I am reminded of how unimpressed both the Chinese and Indian Mughal emperors were with the gifts brought to them by the travellers from the west. They had seen it all – travellers, ships, maps, baubles, mechanical instruments, and more. Each set of gifts from the settlers to the Emperors proved to be too poor. So poor that mere portraits were accepted but not to the glory of the outsiders, but as a gesture of compassion to the islanders with little to give.
The trade in poverty proxies played out here too – the lack of gifts was translated into the notion of corruption and bribery. The same people who had taken gifts to the courts of Spain, they called those gifts and called these bribery. (True corruption is a whole other culture and system, here we talk about established ambassadorial practices, and how these failed – of poverty proxied as a good). This was another poverty proxy game at play. Their own lack of valuable gifts was renamed, and the cultural customs of the other side assigned a negative value of bribery and corruption. The equation asserted was clear – what we lack is their bribery. We are better. Ugh, no, you were ignorant and rude.
Poverty of cultural sensitivity, poverty of good taste, of having access to fine stuffs, of gems and other riches of value – all these poverties were covered up rapidly. First by desperately writing home to ask for more funds to make up for the poverties made visible and then, by creating other myths of greatness by looking for things that could set them apart.

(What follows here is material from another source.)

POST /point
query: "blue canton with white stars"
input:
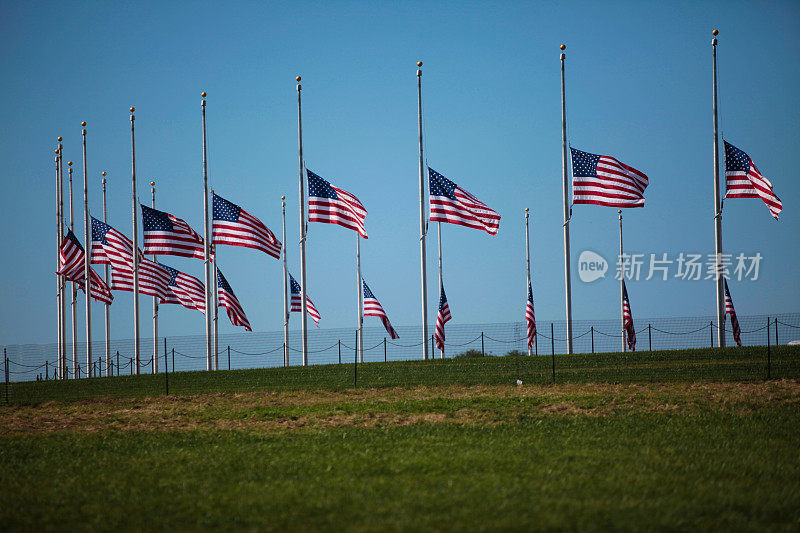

They found colour, and assigned fraudulent value to it here. Just as they had called baubles valuable, they called white skin valuable. In no sense was it valuable in that climate – it burned too soon, it was uncomfortable and it showed emotions rather rapidly (and had to be covered up in moustaches, stiff upper lips and a lot of brustle – gruff, often violent hustle). Colour, or the lack of it, they pretended, was superior. A poverty proxy that they traded. Another racism begun with the fraud of a poverty proxy.
No one can deny, nor do they, that slave trade in America began with a lack of honest, hard working labour for the cotton and corn they wanted to grow. The poverty of honest and willing labour started so much suffering inflicted on others. By othering them, and riding on the poverty proxy of colour supremacy.
The method is simple. Poverty is outed, a proxy created, the proxy asserted to have value, the trade of the proxy in exchange for real value. A few exchanges later, the fraudsters have real value in their banks. Now they really have power. Voila, and it is begun.
Time and again we have traded with fraud valuations pitched to us, not realising that these were proxies for lack, for sheer poverty. With time, with water, with skin colour and so much more, we were fooled into mistaking the lack for value. Because of the misdirection to a proxy. What was a natural difference, now became a difference in race, class, culture. Lines were drawn so battles could be fought. Us and Them are created, fighting for supremacy, fooled by Poverty proxies. For that is all that all racism is – a trade based on poverty proxies.